It is extraordinary that Reactor 3 of Hunterston B nuclear power station is being declared as ‘safe’ enough to restart. It has been closed since March 2018 because of the fears raised by an estimated 377 cracks in its graphite core. It’s twin, Reactor 4, is now also closed for inspection to monitor cracking, last estimated as below the level of Reactor 3. Given that 3 was known to be worse, it is likely that it too will be allowed to restart. Forget the idea that the plant will close ‘early’ in 2022, both are on borrowed time - 14 years beyond their intended life of 30 years at construction. Scottish CND, Friends of the Earth and UN House Scotland has already called for their immediate closure.

 How is Safety Judged?

 

Safety is judged by the Office of Nuclear Regulation who claim that safety is their sole priority. They have given permission for the restart of Reactor 3 following consideration of the case submitted by the plant’s owner and operator EDF, a subsidiary of Électricité de France. Calculations of safety are based on complex models and multiple estimates of risk. The history of accidents within the industry demonstrates that such calculations cannot anticipate all possible chains of events.
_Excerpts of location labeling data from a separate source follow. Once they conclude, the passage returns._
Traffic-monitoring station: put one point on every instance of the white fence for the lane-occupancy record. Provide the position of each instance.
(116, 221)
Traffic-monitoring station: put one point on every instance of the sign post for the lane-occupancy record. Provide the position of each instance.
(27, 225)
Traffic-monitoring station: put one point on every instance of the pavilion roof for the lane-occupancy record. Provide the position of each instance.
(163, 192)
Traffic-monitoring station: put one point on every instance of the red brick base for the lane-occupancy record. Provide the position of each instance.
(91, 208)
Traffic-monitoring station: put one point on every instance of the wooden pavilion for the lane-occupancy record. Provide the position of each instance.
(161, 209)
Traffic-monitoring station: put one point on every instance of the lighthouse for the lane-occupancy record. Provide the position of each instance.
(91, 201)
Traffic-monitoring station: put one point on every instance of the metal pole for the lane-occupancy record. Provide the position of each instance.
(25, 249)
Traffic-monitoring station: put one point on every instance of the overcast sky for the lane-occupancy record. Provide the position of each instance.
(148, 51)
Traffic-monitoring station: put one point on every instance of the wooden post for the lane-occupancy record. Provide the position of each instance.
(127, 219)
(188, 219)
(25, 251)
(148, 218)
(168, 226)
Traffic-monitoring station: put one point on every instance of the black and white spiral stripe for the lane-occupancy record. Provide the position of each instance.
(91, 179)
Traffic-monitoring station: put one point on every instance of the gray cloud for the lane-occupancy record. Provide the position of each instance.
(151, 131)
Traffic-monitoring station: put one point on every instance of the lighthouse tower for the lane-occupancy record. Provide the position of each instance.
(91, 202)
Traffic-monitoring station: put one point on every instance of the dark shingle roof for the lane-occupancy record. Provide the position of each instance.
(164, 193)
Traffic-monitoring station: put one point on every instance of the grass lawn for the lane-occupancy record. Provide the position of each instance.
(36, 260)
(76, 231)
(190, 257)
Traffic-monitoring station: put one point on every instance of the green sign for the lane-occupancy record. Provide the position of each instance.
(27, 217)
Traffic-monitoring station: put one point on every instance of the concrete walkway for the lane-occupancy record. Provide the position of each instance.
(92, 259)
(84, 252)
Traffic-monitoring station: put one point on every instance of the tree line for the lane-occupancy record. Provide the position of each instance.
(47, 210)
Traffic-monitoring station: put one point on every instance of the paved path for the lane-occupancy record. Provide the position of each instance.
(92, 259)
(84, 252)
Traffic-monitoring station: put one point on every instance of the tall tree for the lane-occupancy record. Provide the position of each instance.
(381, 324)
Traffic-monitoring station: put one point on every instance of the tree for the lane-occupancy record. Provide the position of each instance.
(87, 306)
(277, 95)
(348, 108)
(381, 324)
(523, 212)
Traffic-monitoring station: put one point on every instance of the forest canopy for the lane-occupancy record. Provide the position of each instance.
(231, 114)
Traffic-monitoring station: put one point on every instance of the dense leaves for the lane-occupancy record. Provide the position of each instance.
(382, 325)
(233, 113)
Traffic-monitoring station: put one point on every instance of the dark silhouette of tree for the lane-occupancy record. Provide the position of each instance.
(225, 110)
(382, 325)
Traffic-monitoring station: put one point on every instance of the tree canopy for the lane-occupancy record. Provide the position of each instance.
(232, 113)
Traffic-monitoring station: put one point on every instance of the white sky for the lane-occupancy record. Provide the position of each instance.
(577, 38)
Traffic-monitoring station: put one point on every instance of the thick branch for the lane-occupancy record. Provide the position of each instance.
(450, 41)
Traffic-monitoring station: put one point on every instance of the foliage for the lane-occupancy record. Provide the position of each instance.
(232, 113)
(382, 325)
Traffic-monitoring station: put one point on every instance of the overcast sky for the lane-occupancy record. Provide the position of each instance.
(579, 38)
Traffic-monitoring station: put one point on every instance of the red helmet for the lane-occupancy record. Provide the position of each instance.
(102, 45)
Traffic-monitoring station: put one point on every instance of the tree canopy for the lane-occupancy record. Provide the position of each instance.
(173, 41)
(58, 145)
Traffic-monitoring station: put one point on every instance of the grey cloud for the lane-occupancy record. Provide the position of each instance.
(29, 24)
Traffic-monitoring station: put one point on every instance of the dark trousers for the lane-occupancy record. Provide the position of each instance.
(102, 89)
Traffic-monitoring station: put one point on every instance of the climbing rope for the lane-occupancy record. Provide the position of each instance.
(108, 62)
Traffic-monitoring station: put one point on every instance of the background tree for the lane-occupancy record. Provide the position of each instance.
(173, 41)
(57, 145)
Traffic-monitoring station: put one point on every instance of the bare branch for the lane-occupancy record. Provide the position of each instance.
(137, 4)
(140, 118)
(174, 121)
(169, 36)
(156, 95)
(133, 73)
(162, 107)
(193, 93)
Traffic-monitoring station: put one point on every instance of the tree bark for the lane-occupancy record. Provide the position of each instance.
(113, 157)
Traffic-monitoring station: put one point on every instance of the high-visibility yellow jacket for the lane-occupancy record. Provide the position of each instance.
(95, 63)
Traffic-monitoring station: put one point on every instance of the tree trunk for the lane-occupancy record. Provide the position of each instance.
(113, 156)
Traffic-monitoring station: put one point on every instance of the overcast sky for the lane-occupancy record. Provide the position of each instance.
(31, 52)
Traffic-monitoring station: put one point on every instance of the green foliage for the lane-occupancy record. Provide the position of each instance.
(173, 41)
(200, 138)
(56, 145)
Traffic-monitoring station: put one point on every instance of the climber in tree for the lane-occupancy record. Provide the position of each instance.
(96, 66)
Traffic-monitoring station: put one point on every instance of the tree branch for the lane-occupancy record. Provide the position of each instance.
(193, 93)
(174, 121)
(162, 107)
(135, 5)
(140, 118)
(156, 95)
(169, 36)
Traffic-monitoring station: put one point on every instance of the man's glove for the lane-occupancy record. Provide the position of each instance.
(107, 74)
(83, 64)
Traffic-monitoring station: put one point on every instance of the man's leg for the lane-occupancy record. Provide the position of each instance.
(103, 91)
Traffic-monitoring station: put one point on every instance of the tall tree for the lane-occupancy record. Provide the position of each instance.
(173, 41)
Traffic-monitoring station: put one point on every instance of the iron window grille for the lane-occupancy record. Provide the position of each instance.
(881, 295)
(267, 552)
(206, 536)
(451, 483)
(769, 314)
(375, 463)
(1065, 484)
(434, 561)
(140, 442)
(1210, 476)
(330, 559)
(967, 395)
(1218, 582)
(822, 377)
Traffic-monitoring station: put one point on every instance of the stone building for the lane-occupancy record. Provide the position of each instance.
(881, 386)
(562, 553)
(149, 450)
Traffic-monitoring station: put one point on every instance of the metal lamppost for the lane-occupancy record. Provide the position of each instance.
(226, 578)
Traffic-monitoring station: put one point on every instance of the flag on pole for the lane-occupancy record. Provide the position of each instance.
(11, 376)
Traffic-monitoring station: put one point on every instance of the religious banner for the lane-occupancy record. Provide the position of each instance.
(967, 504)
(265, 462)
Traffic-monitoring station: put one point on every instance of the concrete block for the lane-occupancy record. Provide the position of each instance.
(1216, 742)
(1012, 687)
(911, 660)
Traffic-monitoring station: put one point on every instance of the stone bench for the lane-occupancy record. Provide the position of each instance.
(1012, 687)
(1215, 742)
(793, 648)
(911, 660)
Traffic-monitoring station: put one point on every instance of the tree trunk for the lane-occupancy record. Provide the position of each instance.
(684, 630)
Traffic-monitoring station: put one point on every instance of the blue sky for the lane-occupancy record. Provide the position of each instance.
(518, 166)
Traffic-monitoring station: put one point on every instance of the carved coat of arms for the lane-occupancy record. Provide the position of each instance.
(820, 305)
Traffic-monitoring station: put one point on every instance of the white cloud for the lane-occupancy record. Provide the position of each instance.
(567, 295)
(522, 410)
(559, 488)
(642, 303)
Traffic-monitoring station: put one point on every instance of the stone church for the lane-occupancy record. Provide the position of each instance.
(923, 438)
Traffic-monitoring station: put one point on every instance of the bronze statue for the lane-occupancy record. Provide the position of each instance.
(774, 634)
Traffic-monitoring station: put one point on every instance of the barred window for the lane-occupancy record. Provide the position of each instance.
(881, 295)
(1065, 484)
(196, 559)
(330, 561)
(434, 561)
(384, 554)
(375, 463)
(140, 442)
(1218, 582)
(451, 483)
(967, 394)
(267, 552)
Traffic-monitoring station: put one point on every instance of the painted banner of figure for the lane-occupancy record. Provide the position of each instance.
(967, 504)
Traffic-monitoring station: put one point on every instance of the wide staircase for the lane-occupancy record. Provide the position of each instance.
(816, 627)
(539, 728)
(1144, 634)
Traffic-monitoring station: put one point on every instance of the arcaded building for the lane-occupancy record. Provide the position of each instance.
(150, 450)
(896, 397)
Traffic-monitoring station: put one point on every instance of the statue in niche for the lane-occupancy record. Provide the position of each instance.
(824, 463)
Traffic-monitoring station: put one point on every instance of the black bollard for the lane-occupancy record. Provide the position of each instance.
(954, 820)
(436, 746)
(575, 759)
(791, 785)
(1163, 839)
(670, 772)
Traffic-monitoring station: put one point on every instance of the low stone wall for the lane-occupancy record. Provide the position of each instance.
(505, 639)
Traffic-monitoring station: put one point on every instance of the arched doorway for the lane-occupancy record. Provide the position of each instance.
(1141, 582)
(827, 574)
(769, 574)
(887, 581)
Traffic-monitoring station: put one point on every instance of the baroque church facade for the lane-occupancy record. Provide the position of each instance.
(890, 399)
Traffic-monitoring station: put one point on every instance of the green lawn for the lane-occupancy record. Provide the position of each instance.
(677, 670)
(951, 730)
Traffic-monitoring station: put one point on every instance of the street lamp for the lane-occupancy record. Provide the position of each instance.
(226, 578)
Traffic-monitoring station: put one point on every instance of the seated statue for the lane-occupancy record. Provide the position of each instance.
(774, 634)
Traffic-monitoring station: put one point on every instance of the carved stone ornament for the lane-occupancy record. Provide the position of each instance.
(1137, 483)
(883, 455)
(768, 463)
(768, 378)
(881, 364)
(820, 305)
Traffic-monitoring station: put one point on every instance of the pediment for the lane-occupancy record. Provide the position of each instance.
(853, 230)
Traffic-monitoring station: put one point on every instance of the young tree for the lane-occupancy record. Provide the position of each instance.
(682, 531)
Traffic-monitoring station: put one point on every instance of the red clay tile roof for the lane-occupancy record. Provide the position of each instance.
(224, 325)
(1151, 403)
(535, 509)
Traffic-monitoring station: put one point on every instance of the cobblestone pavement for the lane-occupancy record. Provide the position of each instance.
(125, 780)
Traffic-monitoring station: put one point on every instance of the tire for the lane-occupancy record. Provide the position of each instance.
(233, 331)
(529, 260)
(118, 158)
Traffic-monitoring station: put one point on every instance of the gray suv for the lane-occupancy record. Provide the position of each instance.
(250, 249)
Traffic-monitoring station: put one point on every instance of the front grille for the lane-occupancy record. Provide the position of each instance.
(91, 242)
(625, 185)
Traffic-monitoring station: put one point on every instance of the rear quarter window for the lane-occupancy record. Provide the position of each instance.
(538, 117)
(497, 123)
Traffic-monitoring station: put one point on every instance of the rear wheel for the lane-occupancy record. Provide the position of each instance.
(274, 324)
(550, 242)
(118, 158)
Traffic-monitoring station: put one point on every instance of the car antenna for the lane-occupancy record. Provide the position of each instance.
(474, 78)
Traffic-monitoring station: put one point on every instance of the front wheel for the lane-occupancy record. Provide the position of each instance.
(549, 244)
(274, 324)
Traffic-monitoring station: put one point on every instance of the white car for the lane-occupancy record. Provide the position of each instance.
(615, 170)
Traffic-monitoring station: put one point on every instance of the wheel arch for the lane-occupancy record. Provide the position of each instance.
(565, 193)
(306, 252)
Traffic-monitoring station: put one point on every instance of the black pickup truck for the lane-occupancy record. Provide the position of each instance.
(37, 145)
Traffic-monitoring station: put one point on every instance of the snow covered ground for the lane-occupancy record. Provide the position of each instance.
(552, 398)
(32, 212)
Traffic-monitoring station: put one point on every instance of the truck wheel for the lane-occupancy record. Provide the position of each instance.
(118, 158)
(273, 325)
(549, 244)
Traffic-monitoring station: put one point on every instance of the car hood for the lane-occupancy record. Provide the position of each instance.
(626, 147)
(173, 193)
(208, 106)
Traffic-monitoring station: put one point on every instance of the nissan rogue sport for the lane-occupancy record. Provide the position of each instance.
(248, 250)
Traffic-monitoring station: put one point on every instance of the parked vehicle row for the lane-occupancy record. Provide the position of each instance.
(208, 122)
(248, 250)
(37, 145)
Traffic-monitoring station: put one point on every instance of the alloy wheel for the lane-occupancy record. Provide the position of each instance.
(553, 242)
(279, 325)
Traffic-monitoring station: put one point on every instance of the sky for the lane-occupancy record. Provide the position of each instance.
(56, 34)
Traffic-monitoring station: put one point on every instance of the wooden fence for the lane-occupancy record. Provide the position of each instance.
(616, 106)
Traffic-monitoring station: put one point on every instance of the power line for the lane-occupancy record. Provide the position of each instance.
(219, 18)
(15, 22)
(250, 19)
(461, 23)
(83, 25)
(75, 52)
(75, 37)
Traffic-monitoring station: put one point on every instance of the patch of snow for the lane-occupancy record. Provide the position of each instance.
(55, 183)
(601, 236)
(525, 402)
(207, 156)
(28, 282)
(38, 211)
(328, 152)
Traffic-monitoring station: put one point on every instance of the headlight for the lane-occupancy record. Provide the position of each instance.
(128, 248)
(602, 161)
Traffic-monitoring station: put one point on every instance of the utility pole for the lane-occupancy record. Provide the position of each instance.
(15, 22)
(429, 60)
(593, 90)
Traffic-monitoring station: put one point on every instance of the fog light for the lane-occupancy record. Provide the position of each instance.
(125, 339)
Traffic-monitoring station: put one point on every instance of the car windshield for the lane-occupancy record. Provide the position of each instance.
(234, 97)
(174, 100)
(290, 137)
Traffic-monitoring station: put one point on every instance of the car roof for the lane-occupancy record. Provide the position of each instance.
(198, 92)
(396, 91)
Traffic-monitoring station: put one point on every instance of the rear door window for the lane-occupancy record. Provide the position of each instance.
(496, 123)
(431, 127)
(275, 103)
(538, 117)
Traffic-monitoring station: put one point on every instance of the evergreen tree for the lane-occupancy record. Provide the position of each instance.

In the case of Hunterston, the focus of immediate concern is that cracking reduces the stability of the core should there be an earth tremor and that debris from the cracks falling into the channels used by the fuel rods could impede the cooling of the reactor or stop the possibility of shutting it down safely. EDF have persuaded ONR that it will be safe during an earth tremor and therefore it should be allowed to run for another six months.

 

The possibility of unanticipated chains of events is illustrated by the account of what seems to have been a near catastrophic accident at Hunterston in 1998. During the Christmas holidays of that year, storm spray from the Firth of Clyde shorted out all power lines at Hunterston B, the emergency backup generators also all failed and the emergency core cooling system was unable to be operated– an extremely serious situation because the reactors’ massive decay heat could not be removed. The plant was down to a skeleton staff because of the holidays and this contributed to delay in restoring the cooling system. It took an agonising four hours before the cooling system was well and major harm avoided. The incident illustrates how quickly things can spiral out of control. Freak weather events are now more common and generate flooding and landslides which can close roads. One more factor adding to the delay would have resulted in a very different outcome

 

EDF have massive financial interests in persuading ONR that Hunterston’s reactors are ‘safe’ -not only because of the revenue from Hunterston but because of the implications for all the UK’s power stations which they now own. All of them have this type of graphic core and will start to crack as they age. Torness is expected to start cracking in 2022. The financially ailing EDF needs to resist their shutdown for as long as possible.

 

ONR is largely staffed by people who have come from the nuclear industry and, therefore, are inevitably in tune with interests of that industry. Also as a government funded agency, there is some risk of being susceptible to pressure from UK government, although this could never be acknowledged. Part of the UK government’s unwavering commitment to nuclear power stems from their commitment to nuclear weapons. The capacity to design and build nuclear weapons is supported by the training, knowledge, and practical know how of the wider nuclear industry.

 

Remember that the majority of the Scottish population live in the Central Belt to the west of Hunterston and would be likely to be under the plume of radiation should there be a significant accident. The models used to judge risk do not typically factor in the numbers of people downwind and the human scale of the potential catastrophe.